A linha de pobreza do IPEA também resulta num número de indigentes bem menor que os 50 milhões alardeados pelos arautos do PT. Segundo o IPEA, em 2001, 15% da população brasileira era extremamente pobre. A porcentagem dos indigentes na população do Nordeste (30%) era três vezes maior que a média da porcentagem de indigentes na população das outras regiões do país. Este cálculo abre a alternativa de se limitar o Fome Zero ao Nordeste.

Enquanto os pagamentos do Fome Zero se limitarem a poucos municípios pobres, será fácil verificar se o cartão chega de fato a quem mais precisa dele. À medida que o programa se expandir, os vazamentos se tornarão comuns enquanto faltar precisão ao diagnóstico do programa. A definição atual contém erros e mal-entendidos. Um desvio que cria confusão desnecessária é o uso equivocado de uma linha de pobreza definida em dólares e da taxa de câmbio corrente no lugar da paridade do poder de compra para a conversão do real em dólar.
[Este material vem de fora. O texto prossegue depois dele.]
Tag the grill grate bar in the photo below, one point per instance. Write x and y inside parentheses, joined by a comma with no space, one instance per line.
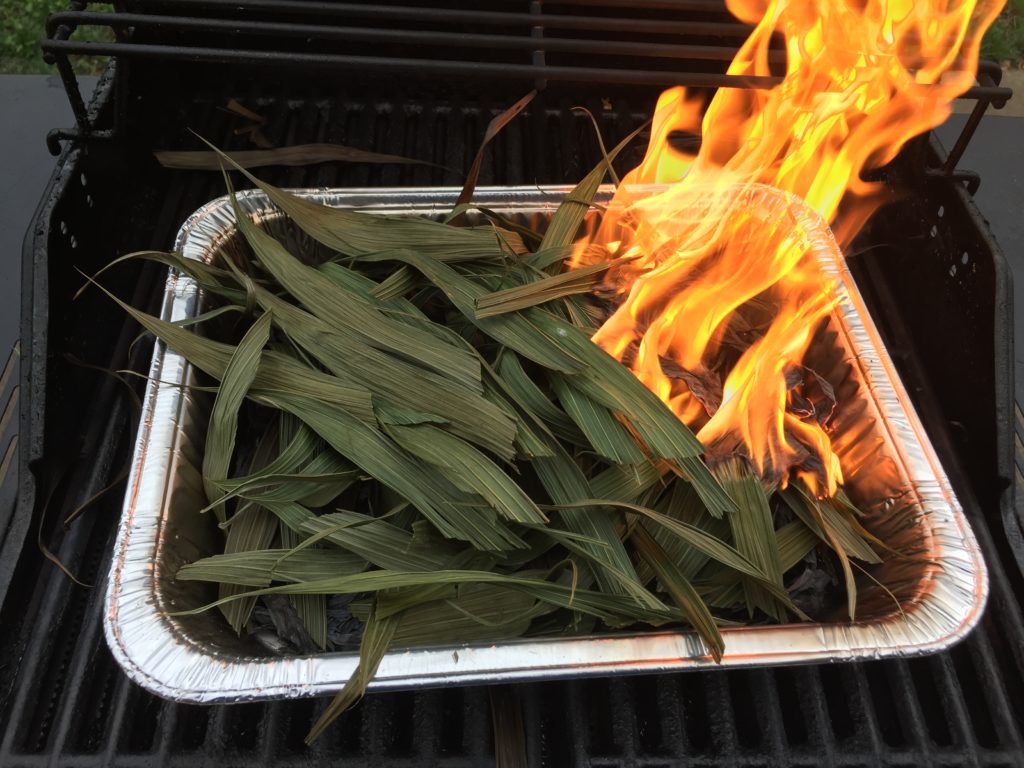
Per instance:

O governo não pode fugir à necessidade de definir com clareza uma linha oficial de indigência ou desnutrição.

Tema tão sério quanto o diagnóstico da fome é a escolha das medidas para acabar com ela. O programa contém uma longa lista de políticas estruturais, específicas e locais. Mas já virou sinônimo do cupom de alimentação. O cartão magnético do Fome Zero é muito parecido com os food stamps nos EUA. Os críticos argumentam que este tipo de programa cria dependência. Um estudo da Heritage Foundation afirma que o pobre americano que usa o cupom não consegue se desligar dele antes de oito anos. O benefício também vaza para quem não precisa de ajuda para comprar alimentos. Em programas pilotos nos quais as famílias americanas tiveram que documentar a renda, a aprovação de crianças para almoço grátis caiu 21 %. Acabar com os food stamps é missão impossível. Mas como o americano passa fome e anda gordo, o governo agora terá de alocar recursos para a educação nutricional dos indigentes.

Isto é lá. Aqui a realidade de Acauã e Guaribas no Piauí não deixa dúvidas que o Fome Zero é necessário em alguns municípios muito pobres do Nordeste. Mesmo assim o conteúdo do programa merece discussão.
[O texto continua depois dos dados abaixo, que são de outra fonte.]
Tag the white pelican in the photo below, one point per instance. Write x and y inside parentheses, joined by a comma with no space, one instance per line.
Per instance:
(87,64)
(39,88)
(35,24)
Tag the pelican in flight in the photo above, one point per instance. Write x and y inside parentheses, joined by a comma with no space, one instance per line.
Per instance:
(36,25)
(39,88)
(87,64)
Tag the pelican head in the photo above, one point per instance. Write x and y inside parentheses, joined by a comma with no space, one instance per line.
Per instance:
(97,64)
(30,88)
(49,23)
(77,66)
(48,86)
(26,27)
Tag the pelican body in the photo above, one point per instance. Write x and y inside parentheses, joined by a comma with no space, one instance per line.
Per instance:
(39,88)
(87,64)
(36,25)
Segundo o Estado de S. Paulo de 2/3, um dono da mercearia em Acauã observou que suas vendas dependem do dinheiro dos aposentados até o dia 20 de cada mês. Depois do dinheiro do Bolsa-Escola e do Bolsa-Renda. E agora dos pagamentos do Fome Zero. A integração da administração dos inúmeros programas que hoje existem no Brasil poderia evitar o erro de dar benefícios múltiplos às mesmas famílias enquanto outras são excluídas. Integração difícil enquanto os programas sociais se dividirem entre o ministério da Benedita e o programa do Graziano e não existir diálogo entre os dois.
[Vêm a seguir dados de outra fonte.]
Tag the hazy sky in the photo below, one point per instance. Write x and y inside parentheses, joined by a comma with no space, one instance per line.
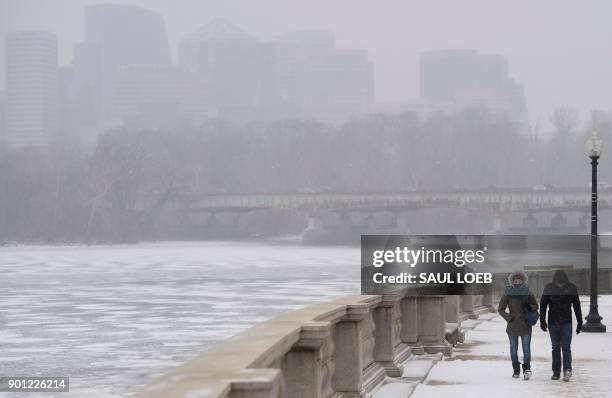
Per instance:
(561,50)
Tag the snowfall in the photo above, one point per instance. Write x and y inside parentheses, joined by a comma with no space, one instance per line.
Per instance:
(481,367)
(114,317)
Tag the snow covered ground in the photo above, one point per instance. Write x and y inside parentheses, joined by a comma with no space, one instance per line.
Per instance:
(113,317)
(481,366)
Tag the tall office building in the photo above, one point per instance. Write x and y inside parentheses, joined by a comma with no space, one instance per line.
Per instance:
(115,36)
(466,78)
(325,82)
(31,88)
(159,97)
(230,62)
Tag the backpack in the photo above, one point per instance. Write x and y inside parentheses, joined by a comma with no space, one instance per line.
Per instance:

Transferências monetárias que exigem contrapartida do beneficiado - como freqüência assídua à escola ou a postos de saúde, ou a participação em trabalhos comunitários - têm vantagens sobre o Fome Zero. Elas aumentam o capital humano dos pobres e impedem que ricos e remediados se aproveitem delas.

Vilarejos muito pobres são também vilarejos de gente ocupada em trabalhos de baixíssima produtividade. Melhor seria que o Fome Zero viesse combinado a um programa gerador de trabalho e exigisse uma contrapartida dos beneficiados.

Enquanto isso a polícia federal colocou o prefeito de Acauã sob suspeita de envolvimento com o crime organizado. Para viver dignamente, os moradores de Acauã precisam de atividades produtivas, esgotos, e melhores líderes. O Fome Zero tapa o sol com a peneira. O que falta é emprego.